With the coaching staff complete, the Redskins are in all-out evaluation mode, both in the area of their own players, players with expiring contracts, other team’s free agents, and talent in the draft.
We’ve got a little bit of a thinner mailbag today, but there are still some issues to tackle as we discuss roster needs, a few draft prospects, a question about players’ jerseys and the salary cap.
Here we go:
With an incredibly deep draft approaching, with over 100 underclassmen declaring and a lot of future first-round talent available in rounds 2 and later, do you have any insight on how the Redskins will approach the offseason to fill their roster? Will they target proven/more expensive talent to fill positions that take a while to develop, such as wide receiver? Will they look to the draft to fill their guard, defensive end, inside linebacker needs?
— Kevin Sambat
Because it’s still super early, especially with the draft being pushed back to May instead of the usual late April, it’s hard to tell exactly what direction the Redskins will go in the draft. Free agency takes place in March, so after that’s out of the way, you’ll have a better idea of what holes remain when it comes to the draft. Because the team has more than 20 players with expiring contracts, they’ll be pretty active in free agency. We know the priority is to re-sign Brian Orakpo, Perry Riley, DeAngelo Hall and Chris Baker. But more holes remain in the secondary, both at corner and safety, and then there are needs on offense at wide receiver and the offensive line. Because the Redskins have money to spend, unlike years past, they could add some impact free agent players at key spots, and then use the best-player-available approach in the draft to further bolster the roster. From talking to Scott Campbell, the director of player personnel, and Jim Haslett, the defensive coordinator, I do know that the Redskins — as do other teams — think that the higher number of underclassmen will help make this a deeper draft. Some of these younger players will probably bump some seniors further down in the draft, and that could result in teams being able to find more impact players in the mid-to-late rounds of the draft than in previous years.
Since the Redskins don’t have a first-round pick, mock drafts have lost most of their fun. What are a couple names we can be looking for early 2nd round? Any chance of one of Notre Dame’s guys are still there? (Stephon Tuitt, Louis Nix or Zack Martin)?
— David Cook
There’s definitely more of a wait-and-see approach required now, and that makes projections harder, especially this early, when free agency hasn’t taken place and teams needs remain up in the air. It’s still early to call on your Notre Dame trio, but I have seen some second-round projections for some of them. But some players that stood out at the Senior Bowl, who play positions of need that seem like they could be around by the time the Redskins are on the clock in the second and third rounds include Nebraska cornerback Stanley Jean-Baptiste, Baylor guard Cyril Richardson, Wisconsin inside linebacker Chris Borland, Virginia tackle Morgan Moses, Oregon wide receiver Josh Huff and Utah cornerback Keith McGill.
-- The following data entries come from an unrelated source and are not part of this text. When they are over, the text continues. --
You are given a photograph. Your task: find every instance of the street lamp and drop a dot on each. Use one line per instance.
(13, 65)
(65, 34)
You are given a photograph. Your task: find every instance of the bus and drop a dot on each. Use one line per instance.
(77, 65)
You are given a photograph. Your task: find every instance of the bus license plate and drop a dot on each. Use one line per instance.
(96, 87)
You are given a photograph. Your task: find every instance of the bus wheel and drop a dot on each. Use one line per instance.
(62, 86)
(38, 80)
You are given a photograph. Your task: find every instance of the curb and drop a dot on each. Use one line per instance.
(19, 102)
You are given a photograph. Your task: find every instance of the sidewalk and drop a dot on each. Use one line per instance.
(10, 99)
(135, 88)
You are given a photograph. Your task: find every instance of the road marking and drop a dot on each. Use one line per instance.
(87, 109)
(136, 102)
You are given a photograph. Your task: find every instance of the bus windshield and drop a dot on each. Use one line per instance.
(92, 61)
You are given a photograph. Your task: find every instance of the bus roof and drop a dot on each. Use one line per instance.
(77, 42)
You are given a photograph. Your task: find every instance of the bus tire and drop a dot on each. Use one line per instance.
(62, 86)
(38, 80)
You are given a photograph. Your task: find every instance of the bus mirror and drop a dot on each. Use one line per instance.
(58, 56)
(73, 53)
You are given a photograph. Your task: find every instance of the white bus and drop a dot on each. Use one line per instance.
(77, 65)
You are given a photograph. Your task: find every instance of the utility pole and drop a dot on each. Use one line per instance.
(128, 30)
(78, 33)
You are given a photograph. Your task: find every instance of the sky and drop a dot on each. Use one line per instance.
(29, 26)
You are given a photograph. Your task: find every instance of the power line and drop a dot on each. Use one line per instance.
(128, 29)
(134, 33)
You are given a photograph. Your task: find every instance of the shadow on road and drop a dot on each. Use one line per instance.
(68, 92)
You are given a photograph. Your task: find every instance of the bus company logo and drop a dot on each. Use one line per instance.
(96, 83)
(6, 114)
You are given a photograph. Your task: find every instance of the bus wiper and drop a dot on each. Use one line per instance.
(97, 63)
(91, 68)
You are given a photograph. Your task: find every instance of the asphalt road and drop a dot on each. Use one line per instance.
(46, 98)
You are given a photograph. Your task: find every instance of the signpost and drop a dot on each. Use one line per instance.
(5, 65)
Do you think that Redskins should go for a receiver in the 2nd round if prospects like Kelvin Benjamin, Jordan Matthews, and Odell Beckham Jr. Is still on the board?
— Nana Boamah
Wide receiver is definitely an area where the Redskins seem to need help. Pierre Garcon is the clear-cut No. 1, but Leonard Hankerson tore ligaments in his knee and might not be ready right away, Josh Morgan had an inconsistent campaign and is going to be a free agent, and Aldrick Robinson is undersized. But it’s hard to say if wide receiver or defensive back will carry the highest priority. We should have a better idea after free agency. Florida State’s Benjamin is a big target at 6 feet 5, 235 pounds, and that skill set could certainly help the Redskins. But I don’t know that he’d last past the first round. Matthews also has good size at 6-3, 209, but doesn’t have blazing speed. Beckham, a junior out of LSU, has good athleticism and also could help as a return man. But his size (5-11, 193) and speed (4.49-second 40-yard dash) is just average.
How often do NFL players get new jerseys? Is it every game? Do they repair jerseys between games? Does it depend on the position?
— Peyton Craighill
It all depends on how much wear and tear a jersey has taken. Most jerseys survive the whole season, and the locker room staff repairs any small rips or snags. If a jersey gets badly torn, then a player would receive a new jersey. Some players keep their old jerseys, or trade them with teammates or with a player friend on an opposing team. There’s also a site on which they can sell game-worn jerseys.
NFL teams are allowed to carry over cap space from prior years. Since the Redskins were assessed the $18 million cap penalty last year, it could be argued that they had $18M+ that could carry over to this year since they were technically under the cap set by the league. Have you heard if they will have the option to carry that $18 million over from last year? Adding that to the already $30 million would put the Redskins in a great position.
— Bernie Pfeiffer
The Redskins have had to operate the past two years as if that $18 million was spent each year, and so because they had $18 million less than the other teams committed to salaries, they now have that money freed up this year, and that helps add up to what is expected to be between $20 million and $30 million of cap space. They can’t add an extra $18 million of cap space.